Тут Дима молниеносно и ловко вдруг схватил твидовый пиджак за шиворот и тихо сказал:

— Только посмей.

— Отпусти, — засопел обиженный младший брат. — Пусти меня. Она мне должна. Она обязана!

— Она ничего тебе не должна.

— Сестра и брат должны заботиться друг о друге, нас так учила мамочка… — Он картинно всхлипнул. — Мамочка моя…

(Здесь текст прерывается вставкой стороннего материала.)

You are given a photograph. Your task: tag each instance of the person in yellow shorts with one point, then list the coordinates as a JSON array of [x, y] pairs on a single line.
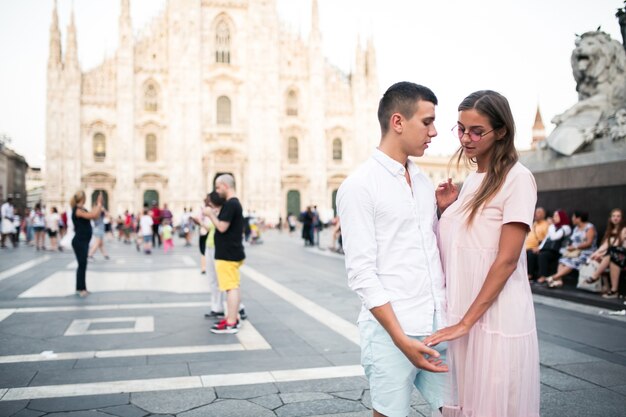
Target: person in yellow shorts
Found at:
[[229, 253]]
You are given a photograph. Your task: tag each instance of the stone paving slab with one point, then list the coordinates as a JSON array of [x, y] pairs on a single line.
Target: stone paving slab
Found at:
[[229, 408], [563, 381], [126, 410], [602, 373], [76, 376], [589, 403], [173, 402], [51, 405], [551, 354]]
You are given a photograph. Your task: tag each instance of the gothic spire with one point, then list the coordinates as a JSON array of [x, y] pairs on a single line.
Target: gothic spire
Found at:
[[539, 130], [315, 21], [54, 59], [125, 25], [71, 51]]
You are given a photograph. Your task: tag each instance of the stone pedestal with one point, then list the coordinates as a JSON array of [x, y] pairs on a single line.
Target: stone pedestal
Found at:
[[593, 180]]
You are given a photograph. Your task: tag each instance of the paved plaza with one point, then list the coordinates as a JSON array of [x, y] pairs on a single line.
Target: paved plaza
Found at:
[[139, 345]]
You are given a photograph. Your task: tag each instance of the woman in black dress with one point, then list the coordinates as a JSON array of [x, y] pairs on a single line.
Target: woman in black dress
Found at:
[[82, 235]]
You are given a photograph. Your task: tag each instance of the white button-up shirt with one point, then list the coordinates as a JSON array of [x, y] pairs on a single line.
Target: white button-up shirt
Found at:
[[390, 244]]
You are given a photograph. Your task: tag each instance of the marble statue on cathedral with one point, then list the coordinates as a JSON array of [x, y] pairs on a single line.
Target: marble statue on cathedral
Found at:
[[599, 68]]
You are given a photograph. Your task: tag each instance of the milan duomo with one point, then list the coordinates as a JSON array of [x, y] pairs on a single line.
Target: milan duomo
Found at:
[[210, 87]]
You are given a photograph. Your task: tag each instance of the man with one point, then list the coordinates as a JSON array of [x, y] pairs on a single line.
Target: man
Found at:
[[534, 238], [155, 213], [229, 253], [388, 218], [7, 221]]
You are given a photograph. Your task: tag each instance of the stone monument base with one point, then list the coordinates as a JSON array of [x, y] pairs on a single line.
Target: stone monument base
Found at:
[[593, 180]]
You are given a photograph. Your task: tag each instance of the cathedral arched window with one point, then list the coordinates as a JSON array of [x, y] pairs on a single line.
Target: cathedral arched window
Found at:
[[151, 147], [293, 149], [292, 103], [223, 110], [99, 147], [151, 98], [337, 150], [222, 43]]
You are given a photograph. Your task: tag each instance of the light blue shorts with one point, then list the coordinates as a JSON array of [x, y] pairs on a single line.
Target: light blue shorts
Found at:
[[392, 376]]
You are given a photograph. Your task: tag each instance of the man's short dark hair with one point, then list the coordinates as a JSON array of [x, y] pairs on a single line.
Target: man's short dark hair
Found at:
[[402, 98], [216, 199]]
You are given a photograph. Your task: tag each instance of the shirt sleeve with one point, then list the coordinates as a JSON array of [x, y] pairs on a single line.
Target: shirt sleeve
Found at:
[[357, 216], [520, 199]]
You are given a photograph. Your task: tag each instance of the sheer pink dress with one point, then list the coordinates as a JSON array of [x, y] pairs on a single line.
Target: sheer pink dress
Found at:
[[495, 368]]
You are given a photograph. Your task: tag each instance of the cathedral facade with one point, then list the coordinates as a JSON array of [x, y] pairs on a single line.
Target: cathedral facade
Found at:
[[210, 87]]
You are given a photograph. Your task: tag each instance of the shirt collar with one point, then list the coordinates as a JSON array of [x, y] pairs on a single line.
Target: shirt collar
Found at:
[[393, 166]]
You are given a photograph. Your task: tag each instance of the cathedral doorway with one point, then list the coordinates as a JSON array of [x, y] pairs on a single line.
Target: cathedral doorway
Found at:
[[105, 198], [150, 196], [293, 202]]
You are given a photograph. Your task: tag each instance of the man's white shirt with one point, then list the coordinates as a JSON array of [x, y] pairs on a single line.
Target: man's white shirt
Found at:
[[388, 231]]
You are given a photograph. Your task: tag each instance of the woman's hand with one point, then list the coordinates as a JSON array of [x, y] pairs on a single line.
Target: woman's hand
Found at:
[[447, 333], [446, 194]]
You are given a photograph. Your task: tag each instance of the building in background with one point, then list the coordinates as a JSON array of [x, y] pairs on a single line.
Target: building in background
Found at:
[[13, 169], [209, 87], [539, 131], [34, 187]]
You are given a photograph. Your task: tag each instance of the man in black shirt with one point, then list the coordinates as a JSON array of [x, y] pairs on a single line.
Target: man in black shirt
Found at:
[[229, 253]]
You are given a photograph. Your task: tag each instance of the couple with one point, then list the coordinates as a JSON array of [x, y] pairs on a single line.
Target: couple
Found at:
[[446, 304]]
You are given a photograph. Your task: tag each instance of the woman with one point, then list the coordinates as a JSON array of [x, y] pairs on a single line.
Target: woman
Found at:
[[52, 225], [99, 230], [217, 297], [614, 236], [39, 225], [493, 353], [550, 248], [582, 245], [81, 218]]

— Спасибо, о нас заботиться не надо, мы вполне обойдемся без ваших цветочков. — Он выпустил пиджак и нарочито громко сказал: — До свидания, Михаил Андреевич! То есть прощайте. Не приходите к нам, пожалуйста. Денежек больше не дадим! Ни копеечки.

— Но я нуждаюсь! — взвизгнул тот, поправляя твидовые рукава.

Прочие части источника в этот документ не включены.